①事業の見直しによる財源確保として、4年間で社会保障費をふくむ消費的経費を250億円も削減する計画です。そのために、実施計画は65項目にわたる事業見直しをすすめ、今回、33項目の削減を提案しています。初年度にあたる2012年度は、当初計画の25億円を3億円も上回る28億円の削減予算を計上しています。
 その中には、一人暮らしの高齢者の安全確保のための緊急通報システムを、「利用者負担の公平化」と称して、7月から利用料の値上げを一方的に通知し、「必要なければ取り外します」との案内をするなど、制度発足の意義を根底から掘り崩すものも含まれています。
また、「子育て環境日本一」と言いながら、市営保育所の「効率的な事業実施」として、議会にも諮らず、利用者の意見もまともに聞かず、保育所の民間移管を強行しようとしています。同様に、保育所・児童館・学童保育所に対して「受益者負担のあり方」を検討するとして、保護者負担を拡大しようとしています。保育の公的責任の放棄です。
 さらに、「不正受給」対策を口実にした生活保護の締め付けの強化や「就労による自立支援」と称して生活保護の打ち切りをすすめようとしています。そもそも国民を生活保護に追い込んだ大企業のリストラを容認し、「最後の命綱」である生活保護を行政改革メニューに乗せることそのものが、重大な人権侵害です。
 他にも、2012年度予算では、民間社会福祉施設産休等代替職員補助や社会福祉協会助成の廃止、看護師確保のための予算を半減など目白押しです。さらに今後は、敬老乗車証や学童う歯対策の見直しなど一気に進めようとしています。
②政令市の中で本市だけが堅持してきた、65歳以上の市民を対象にした個人市民税軽減措置を廃止しようとしています。約8万人の市民に影響が及び、6億円の負担増となります。非課税世帯が課税世帯になれば、雪だるま式に公共料金などの負担増にも連動し、市民生活に多大な影響を及ぼすことは明らかです。また、市税や保育料などの公共料金の徴収率を上げるために、「債権」を一元的に管理し、回収を推進するとして「債権管理条例」(仮)を制定するとしています。

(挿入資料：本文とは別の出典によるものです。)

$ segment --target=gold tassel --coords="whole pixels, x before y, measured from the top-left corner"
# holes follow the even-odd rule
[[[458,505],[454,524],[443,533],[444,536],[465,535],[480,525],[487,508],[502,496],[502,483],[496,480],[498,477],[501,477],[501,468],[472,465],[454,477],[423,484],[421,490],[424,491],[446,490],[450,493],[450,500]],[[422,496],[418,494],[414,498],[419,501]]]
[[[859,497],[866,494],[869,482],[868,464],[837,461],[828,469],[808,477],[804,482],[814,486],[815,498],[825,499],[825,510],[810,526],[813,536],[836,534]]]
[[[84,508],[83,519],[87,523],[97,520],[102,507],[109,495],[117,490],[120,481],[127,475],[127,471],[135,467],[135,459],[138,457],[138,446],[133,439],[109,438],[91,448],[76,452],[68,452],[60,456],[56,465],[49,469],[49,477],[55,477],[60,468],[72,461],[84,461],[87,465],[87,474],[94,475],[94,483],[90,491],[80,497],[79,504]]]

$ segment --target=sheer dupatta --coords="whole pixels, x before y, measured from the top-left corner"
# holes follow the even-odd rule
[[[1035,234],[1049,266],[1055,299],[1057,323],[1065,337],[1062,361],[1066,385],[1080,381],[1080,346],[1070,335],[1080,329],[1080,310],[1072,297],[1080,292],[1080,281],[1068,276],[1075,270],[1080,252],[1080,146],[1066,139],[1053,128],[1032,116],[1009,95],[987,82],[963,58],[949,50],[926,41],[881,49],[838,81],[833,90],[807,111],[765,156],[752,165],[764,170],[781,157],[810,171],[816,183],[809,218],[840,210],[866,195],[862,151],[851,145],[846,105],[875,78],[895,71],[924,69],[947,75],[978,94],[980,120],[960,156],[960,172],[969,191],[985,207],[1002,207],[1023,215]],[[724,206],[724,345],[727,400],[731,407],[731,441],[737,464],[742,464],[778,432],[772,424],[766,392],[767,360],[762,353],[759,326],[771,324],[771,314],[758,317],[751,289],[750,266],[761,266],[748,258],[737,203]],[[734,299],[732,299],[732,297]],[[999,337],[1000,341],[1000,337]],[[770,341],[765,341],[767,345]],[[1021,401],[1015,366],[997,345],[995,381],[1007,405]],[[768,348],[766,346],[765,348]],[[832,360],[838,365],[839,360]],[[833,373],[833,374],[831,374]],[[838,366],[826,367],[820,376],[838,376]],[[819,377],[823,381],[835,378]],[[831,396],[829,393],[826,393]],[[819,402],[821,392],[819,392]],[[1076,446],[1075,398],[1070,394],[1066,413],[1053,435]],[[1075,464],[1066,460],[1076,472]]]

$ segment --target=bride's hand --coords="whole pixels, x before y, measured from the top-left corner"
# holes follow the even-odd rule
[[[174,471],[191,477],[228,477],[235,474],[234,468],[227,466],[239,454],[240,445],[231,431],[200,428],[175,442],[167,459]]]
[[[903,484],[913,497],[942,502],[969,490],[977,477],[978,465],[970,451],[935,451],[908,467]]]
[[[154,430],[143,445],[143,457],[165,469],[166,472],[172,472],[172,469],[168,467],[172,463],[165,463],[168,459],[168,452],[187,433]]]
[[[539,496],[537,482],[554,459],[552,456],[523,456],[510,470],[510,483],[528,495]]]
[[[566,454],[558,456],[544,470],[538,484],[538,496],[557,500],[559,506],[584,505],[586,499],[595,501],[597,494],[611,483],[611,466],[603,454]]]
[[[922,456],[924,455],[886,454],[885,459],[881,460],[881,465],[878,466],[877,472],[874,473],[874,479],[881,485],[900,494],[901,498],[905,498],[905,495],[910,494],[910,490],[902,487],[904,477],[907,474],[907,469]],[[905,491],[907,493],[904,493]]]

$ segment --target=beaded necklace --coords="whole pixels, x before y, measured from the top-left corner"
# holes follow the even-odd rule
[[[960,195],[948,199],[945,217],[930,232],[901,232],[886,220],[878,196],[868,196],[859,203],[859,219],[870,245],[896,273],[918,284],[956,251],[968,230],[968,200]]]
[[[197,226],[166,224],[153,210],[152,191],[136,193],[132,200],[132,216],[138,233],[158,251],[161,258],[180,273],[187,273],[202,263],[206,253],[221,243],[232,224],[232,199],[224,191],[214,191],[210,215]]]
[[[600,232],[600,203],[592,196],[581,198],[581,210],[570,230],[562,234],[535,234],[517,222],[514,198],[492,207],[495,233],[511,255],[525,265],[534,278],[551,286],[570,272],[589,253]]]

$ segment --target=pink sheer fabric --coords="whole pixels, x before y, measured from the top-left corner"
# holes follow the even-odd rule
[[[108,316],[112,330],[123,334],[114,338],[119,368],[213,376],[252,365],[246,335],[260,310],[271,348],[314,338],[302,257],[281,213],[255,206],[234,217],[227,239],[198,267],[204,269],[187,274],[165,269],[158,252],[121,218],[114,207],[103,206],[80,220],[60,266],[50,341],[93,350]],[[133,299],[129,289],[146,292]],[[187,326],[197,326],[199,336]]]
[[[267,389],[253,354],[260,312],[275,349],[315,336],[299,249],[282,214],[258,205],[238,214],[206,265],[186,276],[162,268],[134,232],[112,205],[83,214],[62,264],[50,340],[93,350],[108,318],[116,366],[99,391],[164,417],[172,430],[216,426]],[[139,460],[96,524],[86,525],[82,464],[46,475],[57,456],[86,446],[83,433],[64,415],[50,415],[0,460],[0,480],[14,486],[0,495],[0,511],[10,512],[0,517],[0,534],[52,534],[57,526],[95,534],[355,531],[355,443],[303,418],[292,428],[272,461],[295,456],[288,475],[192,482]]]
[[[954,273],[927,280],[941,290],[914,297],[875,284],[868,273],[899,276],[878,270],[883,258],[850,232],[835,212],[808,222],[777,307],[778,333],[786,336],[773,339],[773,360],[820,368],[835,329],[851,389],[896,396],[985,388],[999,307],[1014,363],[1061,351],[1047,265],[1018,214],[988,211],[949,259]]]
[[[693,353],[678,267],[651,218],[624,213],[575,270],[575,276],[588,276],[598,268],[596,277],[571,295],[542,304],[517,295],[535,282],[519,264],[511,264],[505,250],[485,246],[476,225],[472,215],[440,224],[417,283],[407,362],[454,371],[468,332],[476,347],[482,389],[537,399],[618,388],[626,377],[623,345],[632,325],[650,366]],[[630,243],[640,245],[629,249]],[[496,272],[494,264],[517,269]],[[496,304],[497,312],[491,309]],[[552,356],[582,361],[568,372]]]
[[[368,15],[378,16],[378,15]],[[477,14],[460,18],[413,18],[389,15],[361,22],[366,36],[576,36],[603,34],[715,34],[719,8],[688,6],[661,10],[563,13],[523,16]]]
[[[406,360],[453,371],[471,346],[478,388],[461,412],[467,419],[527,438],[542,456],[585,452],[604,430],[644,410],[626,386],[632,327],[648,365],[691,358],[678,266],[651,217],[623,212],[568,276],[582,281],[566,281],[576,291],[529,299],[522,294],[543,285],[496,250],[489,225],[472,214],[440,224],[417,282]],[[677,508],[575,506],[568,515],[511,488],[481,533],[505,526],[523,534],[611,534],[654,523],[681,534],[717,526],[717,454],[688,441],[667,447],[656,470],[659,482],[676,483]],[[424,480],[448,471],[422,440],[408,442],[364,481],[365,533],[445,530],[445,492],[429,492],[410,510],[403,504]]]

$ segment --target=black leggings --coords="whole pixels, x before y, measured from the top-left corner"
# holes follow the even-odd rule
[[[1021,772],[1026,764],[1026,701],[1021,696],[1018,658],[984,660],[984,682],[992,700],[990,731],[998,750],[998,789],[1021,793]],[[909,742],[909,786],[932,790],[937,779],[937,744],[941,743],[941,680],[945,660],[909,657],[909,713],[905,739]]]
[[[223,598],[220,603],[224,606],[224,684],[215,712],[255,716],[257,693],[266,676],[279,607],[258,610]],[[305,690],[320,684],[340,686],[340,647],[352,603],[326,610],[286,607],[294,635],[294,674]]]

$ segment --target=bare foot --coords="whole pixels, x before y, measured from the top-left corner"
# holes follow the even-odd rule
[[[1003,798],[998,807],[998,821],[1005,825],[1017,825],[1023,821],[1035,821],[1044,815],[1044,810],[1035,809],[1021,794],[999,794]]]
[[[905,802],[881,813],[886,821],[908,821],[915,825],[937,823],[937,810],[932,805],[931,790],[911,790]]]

これは滞納に至る経過をいっさい考慮せず、情け容赦なく財産の差し押さえに道を開くものであり、行政を「取り立て屋」に変質させるものです。
 さらに京都市が保有する資産を一元管理し、「有効活用」をはかるとして、「資産活用推進会議」を設置し、多様で最適な売却方法を導入するとしています。当面、伏見区の元消防学校跡地、左京区役所跡地、木造市営住宅、障害者福祉協会跡地などの売却が計画されています。これは、毎年50億円の収入を財政計画に見込み、地元住民や関係者の声にも耳を傾けず、市有財産の切り売りに道を開くものです。他にも、交通局や上下水道事業における経営健全化計画の推進が盛り込まれ、プラン期間中に料金値上げの動きがあります。
 ③「職員数の適正化」として大幅な職員削減を行おうとしています。京都市で初めての部門別定員管理計画を策定し、消防職員80人を含む690人の職員削減を提案し、今後10年間で約1400人もの職員削減を計画しています。この計画は、京都市の歴史やまちづくりの特性を無視して、他都市との単純比較を理由にするもので、まったく道理はありません。
 ④市民負担増や市民生活破壊をすすめる一方で、無駄な公共事業にはメスを入れず、温存しています。プランでは、リニア中央新幹線の京都駅誘致要望を加速させています。超深度の地下駅となる京都駅の建設費用は2200億円にものぼり、地元負担の可能性は否定できず、新たなムダ遣いに道を開くものです。さらに、市民の反対の声を無視し、事故とトラブル続きの焼却灰溶融施設、京都会館第一ホールの解体や四条通の片側一車線化、北泉橋の建設を強引に進めようとしていることは認められません。

(3)健全な京都市財政の確立へ

 財源対策の臨時財政対策債を含む2012年度の市債発行額は、895億円で、市債残高は1兆2322億円(市民一人当たり84万円)にものぼり、毎年過去最高を更新しています。本来、国が地方交付税で措置すべき財源を、地方自治体の借金でまかなわせるものであり、京都市の借金は増え続けていく仕組みを温存しています。一方で、毎年の予算編成における「財源不足」を強調していますが、その要因は国の消費税率五%への引き上げと、その後の景気の低迷による税収の落ち込みであり、企業の担税力の低下にあります。背景には、地域経済の底上げ、市民生活の安定を図るという、行政支援を怠ってきた本市の施策の貧困さがあります。
 ところが京プランでは、「景気の変動に左右されない安定した財政の確立のため」として、国の「税と社会保障の一体改革」に期待して、消費税率引き上げによる地方消費税や社会保障経費の国負担の増額を求めています。ここに京プランの致命的問題点があります。現状における消費税増税は、消費の冷え込み、企業の生産活動の停滞、価格に転嫁できない業者の破産や廃業、など引き起こし、いっそう市税収入を落ち込ませることは必至です。
 本来の地方財政の確立には、地域経済を底上げし、担税力の強化による財源の確保に軸足をおき、国の責任で地方交付税率を見直し総額確保するよう強く求めるべきです。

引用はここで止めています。